Common use of Joinder of Additional Guarantors Clause in Contracts

Joinder of Additional Guarantors. The Pledgors shall cause each Subsidiary of the Borrowers which, from time to time, after the date hereof shall be required to pledge any assets to the Collateral Agent for the benefit of the Secured Parties pursuant to the provisions of the Credit Agreement (for the avoidance of doubt, such Subsidiaries shall not include any Foreign Subsidiary), to execute and deliver to the Collateral Agent (i) a Joinder Agreement substantially in the form of Exhibit 3 hereto and (ii) a Perfection Certificate, in each case, within thirty (30) days of the date on which it was acquired or created, upon such execution and delivery, such Subsidiary shall constitute a “Guarantor” and a “Pledgor” for all purposes hereunder with the same force and effect as if originally named as a Guarantor and Pledgor herein.
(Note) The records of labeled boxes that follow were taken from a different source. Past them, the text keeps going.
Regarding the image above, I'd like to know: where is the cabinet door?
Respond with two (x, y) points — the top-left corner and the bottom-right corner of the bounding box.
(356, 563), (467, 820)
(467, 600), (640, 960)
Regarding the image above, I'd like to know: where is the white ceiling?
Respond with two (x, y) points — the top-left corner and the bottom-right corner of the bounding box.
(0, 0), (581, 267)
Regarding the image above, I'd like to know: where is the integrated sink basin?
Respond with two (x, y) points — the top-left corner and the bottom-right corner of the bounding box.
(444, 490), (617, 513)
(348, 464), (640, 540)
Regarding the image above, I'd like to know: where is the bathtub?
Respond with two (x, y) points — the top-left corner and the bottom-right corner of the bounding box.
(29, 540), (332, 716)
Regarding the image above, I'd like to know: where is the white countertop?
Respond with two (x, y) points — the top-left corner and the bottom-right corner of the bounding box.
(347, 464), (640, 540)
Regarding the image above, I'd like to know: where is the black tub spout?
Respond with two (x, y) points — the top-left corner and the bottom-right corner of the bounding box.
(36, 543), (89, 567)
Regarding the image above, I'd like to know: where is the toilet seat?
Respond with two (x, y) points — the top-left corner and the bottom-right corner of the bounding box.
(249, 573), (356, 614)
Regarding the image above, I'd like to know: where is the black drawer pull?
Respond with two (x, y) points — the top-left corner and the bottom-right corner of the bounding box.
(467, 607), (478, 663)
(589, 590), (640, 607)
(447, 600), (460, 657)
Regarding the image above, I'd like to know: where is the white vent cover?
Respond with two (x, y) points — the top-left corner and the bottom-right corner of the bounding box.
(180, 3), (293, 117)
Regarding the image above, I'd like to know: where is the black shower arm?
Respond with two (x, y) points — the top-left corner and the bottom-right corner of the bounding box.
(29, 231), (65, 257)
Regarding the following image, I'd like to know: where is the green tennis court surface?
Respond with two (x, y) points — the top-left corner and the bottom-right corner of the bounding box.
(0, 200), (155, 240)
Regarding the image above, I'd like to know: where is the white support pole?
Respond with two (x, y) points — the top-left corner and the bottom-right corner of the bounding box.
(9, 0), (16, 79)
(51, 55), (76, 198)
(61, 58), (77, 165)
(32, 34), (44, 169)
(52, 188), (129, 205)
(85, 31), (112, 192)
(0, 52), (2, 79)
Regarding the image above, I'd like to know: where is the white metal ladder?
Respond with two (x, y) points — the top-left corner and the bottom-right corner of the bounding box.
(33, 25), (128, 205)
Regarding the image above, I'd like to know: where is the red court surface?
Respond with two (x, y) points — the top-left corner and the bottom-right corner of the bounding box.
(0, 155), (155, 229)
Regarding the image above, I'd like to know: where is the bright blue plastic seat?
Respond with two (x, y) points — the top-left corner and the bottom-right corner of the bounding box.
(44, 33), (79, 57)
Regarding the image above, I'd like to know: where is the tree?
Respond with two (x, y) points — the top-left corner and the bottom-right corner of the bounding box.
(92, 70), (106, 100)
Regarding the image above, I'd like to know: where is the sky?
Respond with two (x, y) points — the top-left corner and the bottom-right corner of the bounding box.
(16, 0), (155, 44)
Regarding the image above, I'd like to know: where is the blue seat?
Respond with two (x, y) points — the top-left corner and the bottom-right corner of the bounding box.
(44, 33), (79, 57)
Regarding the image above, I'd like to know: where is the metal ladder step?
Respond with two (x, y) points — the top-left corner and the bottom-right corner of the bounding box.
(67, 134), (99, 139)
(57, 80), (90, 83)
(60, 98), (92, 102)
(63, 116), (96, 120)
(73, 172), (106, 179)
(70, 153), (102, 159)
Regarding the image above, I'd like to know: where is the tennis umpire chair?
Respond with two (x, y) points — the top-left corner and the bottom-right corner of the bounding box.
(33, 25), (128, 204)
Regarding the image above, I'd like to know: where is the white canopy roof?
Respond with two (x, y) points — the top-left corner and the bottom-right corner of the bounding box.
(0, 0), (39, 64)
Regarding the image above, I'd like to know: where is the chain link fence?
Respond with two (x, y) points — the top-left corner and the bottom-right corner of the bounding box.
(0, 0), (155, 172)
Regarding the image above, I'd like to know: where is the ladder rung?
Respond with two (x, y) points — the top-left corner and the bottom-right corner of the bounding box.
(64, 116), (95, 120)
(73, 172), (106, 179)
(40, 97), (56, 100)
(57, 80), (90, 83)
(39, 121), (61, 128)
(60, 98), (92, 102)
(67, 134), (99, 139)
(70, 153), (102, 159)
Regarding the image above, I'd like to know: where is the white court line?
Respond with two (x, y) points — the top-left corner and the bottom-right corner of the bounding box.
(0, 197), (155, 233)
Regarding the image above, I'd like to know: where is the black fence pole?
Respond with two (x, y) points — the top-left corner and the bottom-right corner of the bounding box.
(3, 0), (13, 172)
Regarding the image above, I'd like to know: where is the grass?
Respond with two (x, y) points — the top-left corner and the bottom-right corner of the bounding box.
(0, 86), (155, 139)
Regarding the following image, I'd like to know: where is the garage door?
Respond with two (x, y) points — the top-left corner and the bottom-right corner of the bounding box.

The execution and delivery of such Joinder Agreement shall not require the consent of any Pledgor hereunder. The rights and obligations of each Pledgor hereunder shall remain in full force and effect notwithstanding the addition of any new Guarantor and Pledgor as a party to this Agreement.

Appears in 4 contracts

Samples: Security Agreement (Emdeon Inc.), Security Agreement (Emdeon Inc.), Security Agreement (Emdeon Inc.)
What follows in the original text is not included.